И все же в «неловкое» положение, независимо от воли, Наталья Николаевна попадала неоднократно в совершенно неожиданных местах. Об одном таком эпизоде рассказывает А. П. Арапова, аттестуя его как «пустяшный», однако «неизгладимо запечатлевшийся в моем уме, так как мое шестнадцатилетнее мышление сразу постигло вечно сочащуюся рану, нанесенную матери тем прошлым, о котором все близкие тщательно избегали ей напоминать». Семейство находилось «на водах» за границей, в Гейдельберге. Жили в большой гостинице. «Обедающих было немного. Мы занимали один конец стола, а на противоположном собиралась группа из восьми до десяти русских студентов и студенток. Курсистки в ту пору не существовали. Мы изредка глядели на них, они с своей стороны наблюдали за нами, но знакомства не завязывали… Когда я проходила однажды по опустелой и уже приведенной в порядок комнате, мне бросилась в глаза оставленная книга. Схватить ее и влететь в гостиную, где находились родители и сестры, было делом одной минуты.
— Посмотрите! — радостно воскликнула я. — Русская книга и разогнута как раз на статье о Пушкине. „В этот приезд в Москву, — стала я громко читать, — произошла роковая встреча с Натальей Николаевной Гончаровой, той бессердечной женщиной, которая погубила всю его жизнь…“
— Довольно, — строго перебил отец, — отнеси сейчас на место. Что за глупое любопытство совать нос в чужие книги!
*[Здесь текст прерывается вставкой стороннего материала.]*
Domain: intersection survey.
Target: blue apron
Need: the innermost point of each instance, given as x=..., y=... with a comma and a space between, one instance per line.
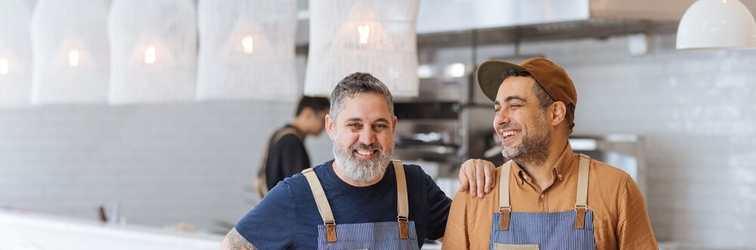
x=559, y=230
x=378, y=235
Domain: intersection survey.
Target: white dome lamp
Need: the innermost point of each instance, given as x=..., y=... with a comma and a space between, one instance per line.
x=711, y=24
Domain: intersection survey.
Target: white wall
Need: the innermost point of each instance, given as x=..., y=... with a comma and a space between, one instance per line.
x=165, y=164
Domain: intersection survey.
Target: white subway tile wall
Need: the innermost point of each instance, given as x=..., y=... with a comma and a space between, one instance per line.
x=167, y=164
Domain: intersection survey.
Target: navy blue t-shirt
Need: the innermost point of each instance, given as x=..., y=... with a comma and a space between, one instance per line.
x=288, y=218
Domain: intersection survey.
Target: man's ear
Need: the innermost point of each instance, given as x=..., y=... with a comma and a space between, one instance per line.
x=558, y=113
x=329, y=126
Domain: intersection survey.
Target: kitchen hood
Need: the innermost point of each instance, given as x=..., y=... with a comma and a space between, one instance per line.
x=450, y=22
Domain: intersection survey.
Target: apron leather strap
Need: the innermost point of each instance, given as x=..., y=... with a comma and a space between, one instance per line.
x=581, y=203
x=323, y=207
x=504, y=208
x=402, y=201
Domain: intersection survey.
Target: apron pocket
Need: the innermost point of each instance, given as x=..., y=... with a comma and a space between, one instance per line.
x=499, y=246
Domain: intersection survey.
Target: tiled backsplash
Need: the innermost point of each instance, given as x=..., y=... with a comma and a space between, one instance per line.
x=191, y=163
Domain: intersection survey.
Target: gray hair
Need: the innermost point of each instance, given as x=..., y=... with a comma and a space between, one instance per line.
x=358, y=83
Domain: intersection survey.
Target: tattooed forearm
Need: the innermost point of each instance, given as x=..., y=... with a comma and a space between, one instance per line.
x=235, y=241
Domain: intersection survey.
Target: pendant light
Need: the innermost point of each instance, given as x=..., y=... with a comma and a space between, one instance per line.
x=247, y=50
x=153, y=46
x=711, y=24
x=373, y=36
x=71, y=55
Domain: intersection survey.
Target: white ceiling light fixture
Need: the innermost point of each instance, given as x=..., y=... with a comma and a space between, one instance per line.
x=71, y=54
x=248, y=50
x=15, y=53
x=373, y=36
x=711, y=24
x=153, y=46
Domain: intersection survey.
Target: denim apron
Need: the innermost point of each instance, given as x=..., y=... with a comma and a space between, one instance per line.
x=558, y=230
x=376, y=235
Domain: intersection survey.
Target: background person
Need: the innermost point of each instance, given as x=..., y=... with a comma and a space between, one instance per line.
x=285, y=153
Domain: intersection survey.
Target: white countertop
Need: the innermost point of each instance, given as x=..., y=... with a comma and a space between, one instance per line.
x=29, y=231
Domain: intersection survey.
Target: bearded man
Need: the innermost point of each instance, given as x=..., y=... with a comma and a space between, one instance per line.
x=547, y=196
x=361, y=199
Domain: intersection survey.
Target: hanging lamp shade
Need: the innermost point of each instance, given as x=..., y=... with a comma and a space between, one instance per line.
x=716, y=24
x=153, y=46
x=374, y=36
x=15, y=53
x=247, y=50
x=71, y=56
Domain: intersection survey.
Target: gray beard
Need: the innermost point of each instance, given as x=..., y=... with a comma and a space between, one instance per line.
x=362, y=171
x=534, y=148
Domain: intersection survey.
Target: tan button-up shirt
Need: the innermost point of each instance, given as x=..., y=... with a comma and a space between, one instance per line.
x=620, y=217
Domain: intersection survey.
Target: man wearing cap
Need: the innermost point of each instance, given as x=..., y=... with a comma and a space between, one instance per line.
x=547, y=196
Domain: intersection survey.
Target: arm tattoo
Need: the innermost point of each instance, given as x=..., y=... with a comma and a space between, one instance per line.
x=236, y=241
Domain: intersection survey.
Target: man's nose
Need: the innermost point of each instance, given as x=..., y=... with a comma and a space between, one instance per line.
x=367, y=136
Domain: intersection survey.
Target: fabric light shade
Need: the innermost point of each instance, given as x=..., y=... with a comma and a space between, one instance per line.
x=247, y=50
x=153, y=47
x=15, y=53
x=71, y=56
x=709, y=24
x=374, y=36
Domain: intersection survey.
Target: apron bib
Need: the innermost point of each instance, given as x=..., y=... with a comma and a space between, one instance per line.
x=377, y=235
x=559, y=230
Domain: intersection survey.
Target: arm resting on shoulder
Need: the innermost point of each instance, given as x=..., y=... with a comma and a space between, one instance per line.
x=234, y=241
x=477, y=176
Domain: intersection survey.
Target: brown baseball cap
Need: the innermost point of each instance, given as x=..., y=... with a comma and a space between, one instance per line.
x=552, y=78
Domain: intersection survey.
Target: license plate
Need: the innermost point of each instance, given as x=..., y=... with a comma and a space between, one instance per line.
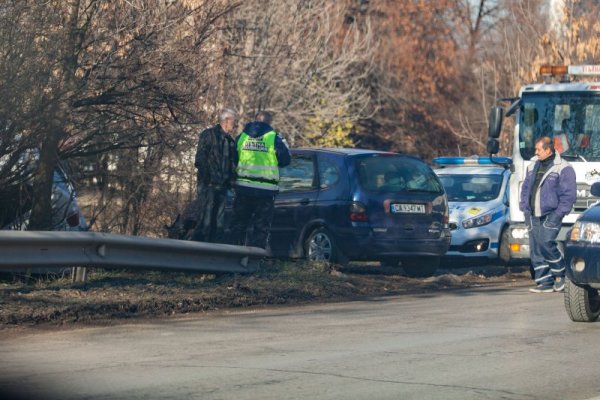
x=400, y=208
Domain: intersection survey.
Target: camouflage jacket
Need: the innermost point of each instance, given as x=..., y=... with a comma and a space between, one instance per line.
x=216, y=158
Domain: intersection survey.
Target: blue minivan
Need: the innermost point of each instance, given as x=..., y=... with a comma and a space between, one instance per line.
x=341, y=205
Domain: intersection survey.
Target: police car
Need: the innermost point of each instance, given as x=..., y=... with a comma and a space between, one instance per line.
x=477, y=190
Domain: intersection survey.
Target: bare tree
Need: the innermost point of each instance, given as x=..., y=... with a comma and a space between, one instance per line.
x=300, y=60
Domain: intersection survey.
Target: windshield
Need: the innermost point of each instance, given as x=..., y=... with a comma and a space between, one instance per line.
x=385, y=173
x=572, y=119
x=471, y=187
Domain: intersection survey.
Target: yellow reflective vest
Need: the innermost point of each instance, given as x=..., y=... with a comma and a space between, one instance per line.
x=257, y=162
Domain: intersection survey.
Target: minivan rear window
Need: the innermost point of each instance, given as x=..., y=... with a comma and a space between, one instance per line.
x=377, y=173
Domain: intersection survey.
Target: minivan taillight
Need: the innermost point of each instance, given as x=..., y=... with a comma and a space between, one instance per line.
x=358, y=212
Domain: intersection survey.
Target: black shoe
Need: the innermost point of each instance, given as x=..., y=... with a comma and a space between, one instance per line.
x=542, y=289
x=559, y=284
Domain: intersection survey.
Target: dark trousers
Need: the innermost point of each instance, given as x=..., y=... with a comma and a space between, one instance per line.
x=252, y=216
x=547, y=261
x=211, y=216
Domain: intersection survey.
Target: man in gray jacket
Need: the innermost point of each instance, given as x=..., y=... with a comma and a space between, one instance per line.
x=547, y=195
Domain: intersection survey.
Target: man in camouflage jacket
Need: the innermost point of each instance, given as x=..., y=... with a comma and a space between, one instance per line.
x=216, y=159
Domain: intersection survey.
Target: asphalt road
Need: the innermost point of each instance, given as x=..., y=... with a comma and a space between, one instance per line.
x=493, y=343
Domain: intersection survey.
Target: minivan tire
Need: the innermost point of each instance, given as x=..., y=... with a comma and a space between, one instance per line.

Я тут только сообразила свою оплошность и виновато взглянула на мать. Я до сих пор не забыла ее смертельную бледность, то выражение гнетущей скорби… она закрыла лицо руками и, пока я поспешно выходила, до моего слуха болезненным стоном долетело:
— Никогда меня не пощадят, и вдобавок перед детьми!
Напрасно страдала она мыслью уничижения перед нами, зная, что часто нет судей строже собственных детей. Ни одна мрачная тень не подкралась к ее светлому облику, и частые обидные нападки вызывали в нас лишь острую негодующую боль…»
Наталья Николаевна, по ее собственным словам, «давно, давно, пока еще жизнь не сломила», была «беззаботная, доверчивая, веселая». Ее дочь утверждает: «несмотря на то что ее вторая семейная жизнь согласием и счастьем сложилась почти недосягаемым идеалом, веселой я ее никогда не видела. Мягкий ее голос никогда порывом смеха не прозвучал в моих ушах, тихая, затаенная грусть всегда витала над нею. В зловещие январские дни она сказывалась нагляднее; она удалялась от всякого развлечения, и только в усугубленной молитве искала облегчения страдающей душе».
Эту постоянную «затаенную грусть» должен был чувствовать и Петр Петрович. И не только чувствовать, но и ясно понимать причину этой грусти… Понимать и мириться с тем, что сердце его жены часто обращено в прошлое, а дети Пушкина ей так дороги, что она и на короткий срок не соглашалась оставить их одних, чтобы поехать к мужу. Это положение вещей она и называла тем «тяжелым бременем, что я принесла тебе в приданое», в котором Ланской хочет «найти еще и счастье».